Yo mama so stoopid. She thought fruit punch was a gay boxer
Yo mama so fat.
In Super Mario Galaxy, she was a fucking planet!
Yo mama jokes are so old, like your mom
Yo mama so fat, when she was just there, she made the whole earth go back to the ice age!
Yo mama so fat, her birth certificate was an apology letter
Your mum is so fat, when I was driving I had to swerve to avoid [her]. By the time I had finished, I had ran out of gas.
Yo mama so fat, she was pulled over... FOR HAVING 12 POUNDS OF CRACK ON HER!
Well, yo mama is fat, and when she loses weight, all the food that she has is hers, but the Africans get none.
Yo mama so fat.

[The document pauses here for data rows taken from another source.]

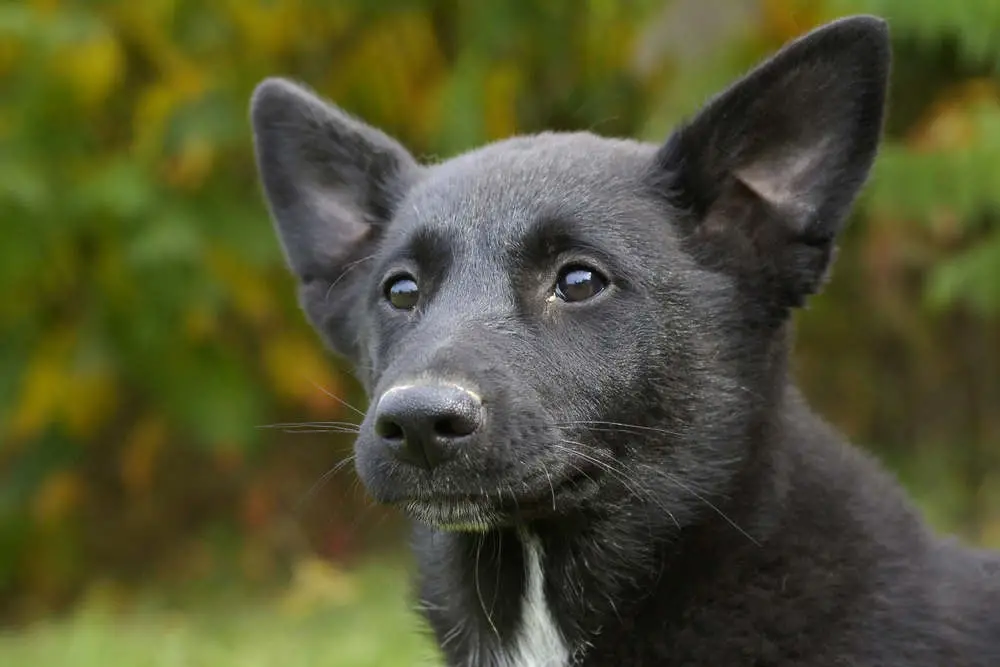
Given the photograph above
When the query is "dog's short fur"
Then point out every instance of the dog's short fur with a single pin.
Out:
(637, 481)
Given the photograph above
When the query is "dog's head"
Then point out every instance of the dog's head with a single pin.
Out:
(555, 323)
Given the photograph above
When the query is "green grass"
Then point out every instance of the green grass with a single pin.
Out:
(362, 621)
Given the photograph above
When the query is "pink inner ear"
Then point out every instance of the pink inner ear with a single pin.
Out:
(786, 179)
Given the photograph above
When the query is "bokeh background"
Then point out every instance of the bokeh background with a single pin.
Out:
(151, 511)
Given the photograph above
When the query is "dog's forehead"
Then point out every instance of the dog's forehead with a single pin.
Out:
(503, 187)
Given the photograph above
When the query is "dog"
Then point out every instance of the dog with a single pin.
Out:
(576, 354)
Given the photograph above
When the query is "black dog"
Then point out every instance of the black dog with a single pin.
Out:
(576, 353)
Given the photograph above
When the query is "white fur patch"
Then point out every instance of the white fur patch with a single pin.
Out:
(538, 642)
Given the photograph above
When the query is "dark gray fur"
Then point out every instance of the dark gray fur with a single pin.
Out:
(726, 524)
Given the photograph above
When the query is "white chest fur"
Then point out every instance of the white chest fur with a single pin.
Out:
(538, 641)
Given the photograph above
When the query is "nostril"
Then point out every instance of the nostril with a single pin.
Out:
(388, 429)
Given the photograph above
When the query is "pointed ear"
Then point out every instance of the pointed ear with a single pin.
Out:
(769, 169)
(332, 184)
(331, 181)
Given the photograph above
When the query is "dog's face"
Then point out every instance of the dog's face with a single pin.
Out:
(560, 323)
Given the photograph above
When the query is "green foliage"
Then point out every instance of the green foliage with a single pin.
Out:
(373, 629)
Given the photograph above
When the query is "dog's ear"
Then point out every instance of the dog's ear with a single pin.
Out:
(332, 184)
(768, 170)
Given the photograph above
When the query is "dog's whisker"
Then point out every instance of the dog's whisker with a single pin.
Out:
(673, 479)
(324, 478)
(338, 399)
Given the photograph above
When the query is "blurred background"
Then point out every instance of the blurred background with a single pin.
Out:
(153, 511)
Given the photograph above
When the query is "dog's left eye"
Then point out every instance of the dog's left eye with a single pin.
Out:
(579, 283)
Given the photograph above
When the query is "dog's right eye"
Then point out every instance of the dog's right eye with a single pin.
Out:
(579, 283)
(402, 292)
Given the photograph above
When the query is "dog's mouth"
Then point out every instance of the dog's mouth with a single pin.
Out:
(483, 512)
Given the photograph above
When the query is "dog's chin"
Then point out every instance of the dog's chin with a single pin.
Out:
(472, 514)
(458, 516)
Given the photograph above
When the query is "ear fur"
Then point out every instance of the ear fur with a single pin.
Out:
(768, 170)
(332, 184)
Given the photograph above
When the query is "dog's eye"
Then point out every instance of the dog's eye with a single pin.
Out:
(402, 292)
(578, 283)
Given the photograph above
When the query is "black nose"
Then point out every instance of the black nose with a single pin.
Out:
(423, 425)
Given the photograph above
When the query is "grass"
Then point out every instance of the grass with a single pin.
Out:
(357, 620)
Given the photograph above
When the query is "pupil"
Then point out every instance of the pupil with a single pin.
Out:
(403, 293)
(579, 285)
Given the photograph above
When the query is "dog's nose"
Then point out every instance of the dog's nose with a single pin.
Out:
(423, 425)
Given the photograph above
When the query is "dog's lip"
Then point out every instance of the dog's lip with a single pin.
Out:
(546, 497)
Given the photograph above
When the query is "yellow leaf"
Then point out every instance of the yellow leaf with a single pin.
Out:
(43, 387)
(90, 399)
(94, 67)
(59, 494)
(251, 293)
(157, 104)
(316, 584)
(141, 451)
(200, 324)
(502, 83)
(950, 123)
(192, 165)
(297, 371)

That when she went to take a crap... SHE COULDNT EVEN TAKE A CRAP!!!!
Yo mama so fat, it took your dad eight years to come back with the milk.
There are 10 million million million million million million million million particles in da universe that we can observe.
Yo mama took the ugly ones and put them into one nerd.
Alfonso's mom is so fat that she stepped on the scale and the doctor said, "Oh shit, that's my phone number!"
yo hairline is bigger than yo mamas boody
Yo mama is so fat that she stepped on the scale and it says, "Hey fat b****, break your fat a** in half so you won't weigh as much!"
Yo mama is so fat that she got on the scale, and it says, "Lose some pounds before you get on the scale, or it will break!"
Yo mama so ugly that when she went to an ugly contest, they said she wasn’t allowed because no professionals were allowed.
Yo mama so fat, even Bob the Builder said, "We can't fix that!"
YO MAMA! Yo mama so fat... she brought a spoon... to the SUPER BOOOOOOWL! YEAHHHHHHH!!!!!
Cummin in yo mama cummin in yo mama
Yo mama so fat.
She is the reason why people think that the Earth is flat.